ANNAPOLIS, Md. (AP) - Maryland lawmakers elected the state's first black woman to be the state's House speaker on Wednesday, a stunning turn of events after she had dropped out of the race days earlier to endorse another African American candidate for the powerful state office.
Before Adrienne Jones was unanimously elected during a one-day special session, the position had only been held by a white man.
Jones was chosen after Democrats who control the chamber debated for hours behind closed doors over two other candidates, Del. Maggie McIntosh and Del. Dereck Davis.
"Wow," Jones said from the rostrum after she was sworn in. "I didn't think I would be here today."
Jones, 64, became the unanimous choice of 98 Democrats to break an impasse.
I extend my sincere congratulations to Adrienne Jones on becoming the 107th Speaker of the House of Delegates. The election of our first African-American and first female Speaker marks a proud and historic moment for our state.— Governor Larry Hogan (@GovLarryHogan) May 1, 2019
The contest between McIntosh, a progressive gay white woman from Baltimore, and Davis, a moderate black man from the Washington suburb of Prince George's County, had divided the Democratic Caucus. Neither candidate was able to reach the 71 votes needed to clinch the speakership in the Democratic caucus, which is traditionally where the decision has been made in a state where Democrats outnumber Republicans 2-1.
"We were going back and forth," Jones said after the vote, with Davis and McIntosh standing on either side of her. She said both former candidates agreed with her selection as an alternative.
"If not, we would have still been in the caucus room, probably (until) eight, nine, ten o'clock tonight," she said.
Lawmakers were a bit stunned by the turn of events.
"It's the most incredible experience I've had in 28 years," said Del. Kumar Barve, a Montgomery County Democrat. "We came to a genuine consensus, and we're 100 percent solidly behind Adrienne, and I think that is a great outcome."
None of it seemed possible five days ago, when Jones joined Davis at the Reginald F. Lewis Museum of Maryland African-American History and Culture in Baltimore to unify black lawmakers in a state with a 30 percent black population.

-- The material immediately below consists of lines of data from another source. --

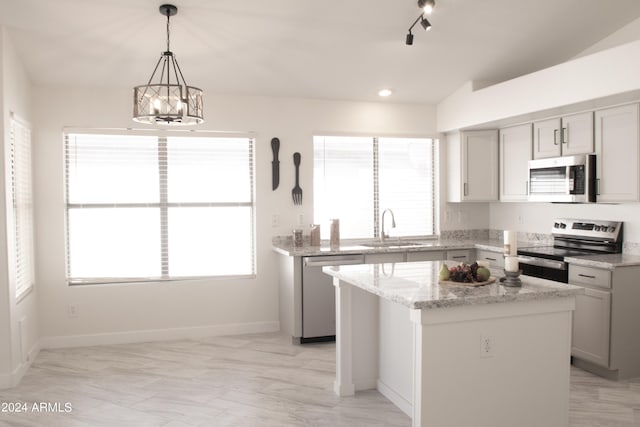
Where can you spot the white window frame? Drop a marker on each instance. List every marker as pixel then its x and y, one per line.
pixel 434 202
pixel 163 205
pixel 21 252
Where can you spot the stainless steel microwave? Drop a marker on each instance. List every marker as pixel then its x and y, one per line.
pixel 563 179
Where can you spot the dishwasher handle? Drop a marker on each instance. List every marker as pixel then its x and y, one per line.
pixel 324 261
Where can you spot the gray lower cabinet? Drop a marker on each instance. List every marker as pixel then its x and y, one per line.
pixel 495 259
pixel 605 321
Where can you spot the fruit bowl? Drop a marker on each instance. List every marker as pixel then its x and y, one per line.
pixel 465 274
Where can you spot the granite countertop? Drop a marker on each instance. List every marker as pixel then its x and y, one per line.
pixel 609 261
pixel 415 285
pixel 418 245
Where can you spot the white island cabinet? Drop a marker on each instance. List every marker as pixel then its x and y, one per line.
pixel 452 355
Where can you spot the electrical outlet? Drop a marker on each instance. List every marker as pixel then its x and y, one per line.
pixel 72 310
pixel 486 346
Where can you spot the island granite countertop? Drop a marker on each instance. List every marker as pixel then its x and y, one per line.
pixel 415 285
pixel 608 261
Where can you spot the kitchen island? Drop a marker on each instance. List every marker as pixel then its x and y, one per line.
pixel 454 355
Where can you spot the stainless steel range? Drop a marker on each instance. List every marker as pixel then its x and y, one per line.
pixel 571 237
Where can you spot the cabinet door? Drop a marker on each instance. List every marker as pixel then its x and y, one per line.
pixel 546 139
pixel 480 166
pixel 616 143
pixel 515 153
pixel 591 321
pixel 577 134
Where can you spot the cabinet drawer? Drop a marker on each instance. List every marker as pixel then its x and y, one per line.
pixel 460 255
pixel 495 259
pixel 587 276
pixel 425 256
pixel 384 257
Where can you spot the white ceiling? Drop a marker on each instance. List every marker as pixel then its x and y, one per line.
pixel 335 49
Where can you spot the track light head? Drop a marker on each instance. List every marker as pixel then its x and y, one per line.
pixel 427 5
pixel 409 40
pixel 424 22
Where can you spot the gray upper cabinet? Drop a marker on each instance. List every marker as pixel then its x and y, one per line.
pixel 515 153
pixel 563 136
pixel 617 154
pixel 472 160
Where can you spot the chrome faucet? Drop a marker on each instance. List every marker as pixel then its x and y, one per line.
pixel 384 235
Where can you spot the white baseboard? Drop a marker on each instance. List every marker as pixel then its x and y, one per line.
pixel 129 337
pixel 14 378
pixel 395 398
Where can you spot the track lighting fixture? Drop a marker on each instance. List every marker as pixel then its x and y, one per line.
pixel 425 24
pixel 409 40
pixel 427 7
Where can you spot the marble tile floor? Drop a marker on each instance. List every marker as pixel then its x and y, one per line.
pixel 247 380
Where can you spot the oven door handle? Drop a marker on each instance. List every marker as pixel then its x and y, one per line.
pixel 540 262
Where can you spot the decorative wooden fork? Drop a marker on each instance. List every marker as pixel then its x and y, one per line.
pixel 296 193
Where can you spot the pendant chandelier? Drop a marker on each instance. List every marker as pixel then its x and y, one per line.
pixel 168 100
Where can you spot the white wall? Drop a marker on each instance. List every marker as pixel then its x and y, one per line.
pixel 626 34
pixel 538 217
pixel 18 320
pixel 119 313
pixel 611 75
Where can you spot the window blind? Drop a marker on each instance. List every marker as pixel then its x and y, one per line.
pixel 356 178
pixel 147 208
pixel 22 259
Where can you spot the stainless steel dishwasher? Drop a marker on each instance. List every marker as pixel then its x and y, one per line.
pixel 319 297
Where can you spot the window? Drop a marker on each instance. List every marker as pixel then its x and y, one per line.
pixel 154 208
pixel 21 257
pixel 355 179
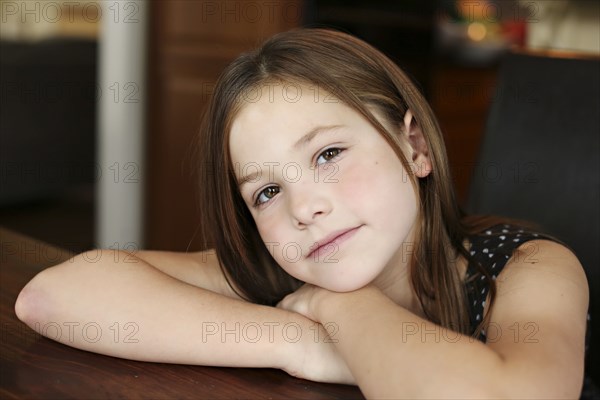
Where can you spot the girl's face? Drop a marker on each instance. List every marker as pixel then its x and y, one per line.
pixel 331 200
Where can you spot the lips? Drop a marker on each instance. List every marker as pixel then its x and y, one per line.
pixel 334 239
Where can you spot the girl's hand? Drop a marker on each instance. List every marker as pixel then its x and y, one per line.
pixel 317 358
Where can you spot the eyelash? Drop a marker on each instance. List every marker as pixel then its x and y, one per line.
pixel 258 204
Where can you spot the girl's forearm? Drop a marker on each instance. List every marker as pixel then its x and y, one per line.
pixel 134 311
pixel 393 353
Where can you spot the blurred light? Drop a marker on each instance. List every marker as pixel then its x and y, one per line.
pixel 476 31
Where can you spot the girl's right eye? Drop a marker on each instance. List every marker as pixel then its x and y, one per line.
pixel 265 195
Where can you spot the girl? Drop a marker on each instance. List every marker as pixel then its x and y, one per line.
pixel 328 195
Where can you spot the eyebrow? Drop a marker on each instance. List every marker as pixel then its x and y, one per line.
pixel 300 143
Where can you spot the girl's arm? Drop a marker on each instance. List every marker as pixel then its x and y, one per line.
pixel 535 339
pixel 113 303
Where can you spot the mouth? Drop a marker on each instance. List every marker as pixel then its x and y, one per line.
pixel 331 241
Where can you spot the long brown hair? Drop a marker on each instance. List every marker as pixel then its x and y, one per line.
pixel 359 76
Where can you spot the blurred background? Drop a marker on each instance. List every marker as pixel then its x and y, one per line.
pixel 101 100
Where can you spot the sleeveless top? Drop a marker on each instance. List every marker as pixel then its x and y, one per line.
pixel 492 249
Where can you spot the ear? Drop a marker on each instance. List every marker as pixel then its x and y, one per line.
pixel 419 157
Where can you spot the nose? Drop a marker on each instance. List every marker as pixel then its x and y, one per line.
pixel 309 202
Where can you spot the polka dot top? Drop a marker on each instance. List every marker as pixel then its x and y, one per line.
pixel 492 249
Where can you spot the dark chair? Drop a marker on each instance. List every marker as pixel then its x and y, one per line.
pixel 47 117
pixel 540 158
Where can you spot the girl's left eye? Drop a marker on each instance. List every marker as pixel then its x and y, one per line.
pixel 329 154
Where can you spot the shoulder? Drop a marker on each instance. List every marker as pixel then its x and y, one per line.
pixel 539 265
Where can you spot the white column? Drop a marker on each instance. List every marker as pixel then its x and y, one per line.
pixel 121 127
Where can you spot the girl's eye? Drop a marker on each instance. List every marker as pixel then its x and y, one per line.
pixel 266 194
pixel 328 155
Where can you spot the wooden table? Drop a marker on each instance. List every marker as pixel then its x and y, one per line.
pixel 34 367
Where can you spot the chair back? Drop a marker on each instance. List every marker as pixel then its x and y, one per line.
pixel 540 158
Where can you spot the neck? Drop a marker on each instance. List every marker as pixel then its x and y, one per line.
pixel 396 284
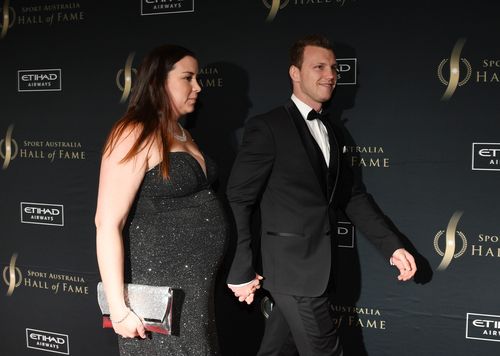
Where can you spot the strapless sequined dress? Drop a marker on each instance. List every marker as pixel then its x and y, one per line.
pixel 175 237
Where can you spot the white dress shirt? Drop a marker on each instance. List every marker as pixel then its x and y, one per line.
pixel 316 127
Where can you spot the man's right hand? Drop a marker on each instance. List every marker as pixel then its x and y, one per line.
pixel 130 327
pixel 246 292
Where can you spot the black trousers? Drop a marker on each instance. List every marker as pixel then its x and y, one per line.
pixel 300 326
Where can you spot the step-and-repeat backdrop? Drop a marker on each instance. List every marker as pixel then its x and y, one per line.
pixel 418 95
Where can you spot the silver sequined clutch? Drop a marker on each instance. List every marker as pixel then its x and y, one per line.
pixel 151 303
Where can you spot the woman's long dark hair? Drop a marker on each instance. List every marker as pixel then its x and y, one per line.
pixel 150 108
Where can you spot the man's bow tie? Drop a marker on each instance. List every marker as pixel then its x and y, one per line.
pixel 313 115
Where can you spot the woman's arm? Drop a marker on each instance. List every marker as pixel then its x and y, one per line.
pixel 118 185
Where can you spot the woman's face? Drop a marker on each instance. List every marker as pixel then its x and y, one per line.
pixel 182 85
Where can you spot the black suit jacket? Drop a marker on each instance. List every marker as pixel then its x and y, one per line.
pixel 280 166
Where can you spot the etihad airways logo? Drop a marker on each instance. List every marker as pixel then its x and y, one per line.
pixel 161 7
pixel 125 85
pixel 276 5
pixel 8 18
pixel 483 327
pixel 485 156
pixel 39 80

"There's lots of diversity out there, and Adrienne represents both African Americans and women, so we're able to have two groups that have historically been underrepresented, both as a presiding officer as well as in statewide office," Davis said.
As House speaker pro tem, Jones presided over the chamber during the last weeks of April's legislative session during the illness and death of former House Speaker Michael Busch, who died a day before the session ended last month.
"Adrienne has been spectacular," Davis said. "She guided us through the roughest period I know during my 25 years down here. She did it with dignity and grace, and she's the best person for the job."
McIntosh said the outcome was "a great choice and it was the right choice."
"It was amazing to witness, and I think we all are better and stronger for it."
Del. Nic Kipke, leader of the chamber's 42 Republicans, also praised the decision.
"She's been a great friend to us, and I've never felt in any way like we didn't have her ear, a fair mind and frankly a welcoming spirit," Kipke said.
The race for the speakership was an unusually public struggle for Maryland. Busch, who was the longest-serving speaker in the state's history, had held the office since 2003. He was quick to secure the votes for the post after Casper Taylor lost his reelection bid in 2002.
The speaker of the House is one of the most powerful positions in state government. The speaker assigns lawmakers to committees and appoints the chairs of six committees that shape legislation and decide what measures advance in the chamber.
This story has corrected the spelling of Del. Nic Kipke.